It was with an obvious sense of pride that Michael McDowell reveled in his pole-winning run on Saturday at World Wide Technology Raceway at Gateway.

McDowell claimed his third Busch Light Pole Award of the season—and of his career—but this one came at a quirky flat track, not a superspeedway, where the driver of the No. 34 Front Row Motorsports Ford, a former DAYTONA 500 winner, is expected to excel.

McDowell toured the 1.25-mile irregularly-shaped track in 32.468 seconds (138.598 mph) in the final round of time trials to claim the top starting position for Sunday’s Enjoy Illinois 300 NASCAR Cup Series race (3:30 p.m. ET on FS1, MRN and SiriusXM NASCAR Radio).
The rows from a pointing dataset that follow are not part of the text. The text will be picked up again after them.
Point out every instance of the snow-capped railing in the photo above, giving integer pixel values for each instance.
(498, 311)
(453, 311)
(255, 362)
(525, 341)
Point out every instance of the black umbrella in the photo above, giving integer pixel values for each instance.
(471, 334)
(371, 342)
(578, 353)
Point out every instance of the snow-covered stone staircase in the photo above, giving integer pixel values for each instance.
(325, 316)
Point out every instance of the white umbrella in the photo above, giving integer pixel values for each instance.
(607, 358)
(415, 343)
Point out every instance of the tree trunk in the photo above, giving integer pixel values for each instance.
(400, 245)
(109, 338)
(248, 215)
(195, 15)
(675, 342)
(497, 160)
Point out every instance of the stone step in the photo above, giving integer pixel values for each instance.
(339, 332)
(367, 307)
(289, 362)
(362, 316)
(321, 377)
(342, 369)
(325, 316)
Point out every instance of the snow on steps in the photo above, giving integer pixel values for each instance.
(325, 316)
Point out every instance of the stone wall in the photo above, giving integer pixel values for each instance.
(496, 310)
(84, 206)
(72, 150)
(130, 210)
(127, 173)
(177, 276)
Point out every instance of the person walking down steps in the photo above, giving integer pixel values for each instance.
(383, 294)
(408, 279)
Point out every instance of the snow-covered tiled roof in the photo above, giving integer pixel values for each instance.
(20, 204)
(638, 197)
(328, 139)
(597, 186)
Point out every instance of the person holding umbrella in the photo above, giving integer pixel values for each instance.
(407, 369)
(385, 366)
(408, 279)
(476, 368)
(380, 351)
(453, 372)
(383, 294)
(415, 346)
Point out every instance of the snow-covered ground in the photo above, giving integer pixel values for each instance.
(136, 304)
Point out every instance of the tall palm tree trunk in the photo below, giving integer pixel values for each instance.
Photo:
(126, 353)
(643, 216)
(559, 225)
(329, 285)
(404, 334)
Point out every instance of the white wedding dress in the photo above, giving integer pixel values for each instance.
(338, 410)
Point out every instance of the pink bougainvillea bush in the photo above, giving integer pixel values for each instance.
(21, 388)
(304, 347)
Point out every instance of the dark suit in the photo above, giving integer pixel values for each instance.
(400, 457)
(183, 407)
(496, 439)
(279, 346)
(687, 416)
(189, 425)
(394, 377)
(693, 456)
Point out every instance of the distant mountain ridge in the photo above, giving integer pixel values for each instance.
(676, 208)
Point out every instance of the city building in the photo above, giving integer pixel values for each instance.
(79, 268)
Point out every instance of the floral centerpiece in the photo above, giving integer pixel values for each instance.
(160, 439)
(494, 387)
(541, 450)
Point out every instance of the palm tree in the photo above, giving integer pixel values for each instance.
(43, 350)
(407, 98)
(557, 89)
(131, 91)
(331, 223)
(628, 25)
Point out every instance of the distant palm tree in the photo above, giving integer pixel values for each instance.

In the opening round, McDowell topped all qualifiers at a track-record pace of 139.241 mph (32.318 seconds)

Fellow Ford driver Austin Cindric will start beside McDowell on the front row after a final-round lap at 138.134 mph (32.577 seconds). Cindric’s Team Penske teammate, Ryan Blaney, qualified third at 137.982 mph
Interestingly, McDowell and Cindric were the only two drivers in the final round to downshift to third gear in Turns 3 and 4 on their qualifying laps.

“In particular at Talladega and Atlanta (where McDowell won his first two poles this year), the driver’s not a big part of whether you’re going to qualify well,” McDowell said. “You still have to execute. You still have to get through the gears. I don’t want to take anything away from that standpoint, but it really is a matter of how fast a race car your team brought you.

“Even today, we’re on the pole because I have a really fast race car. I had more pressure to execute my part on a flat track like this, where you’re upshifting twice, downshifting twice… heavy brake zones—all those things. So it’s more rewarding from that point to go out there and execute and do it.”

Christopher Bell, last Sunday’s Coca-Cola 600 winner, was fourth fastest at 137.669 mph. Tyler Reddick qualified fifth, followed by Denny Hamlin, Brad Keselowski, Bubba Wallace, Ty Gibbs and Kyle Busch, last year’s winner at WWTR.

Busch was the only Chevrolet driver to make the final round. For the first time this season, no Hendrick Motorsports driver qualified in the final 10.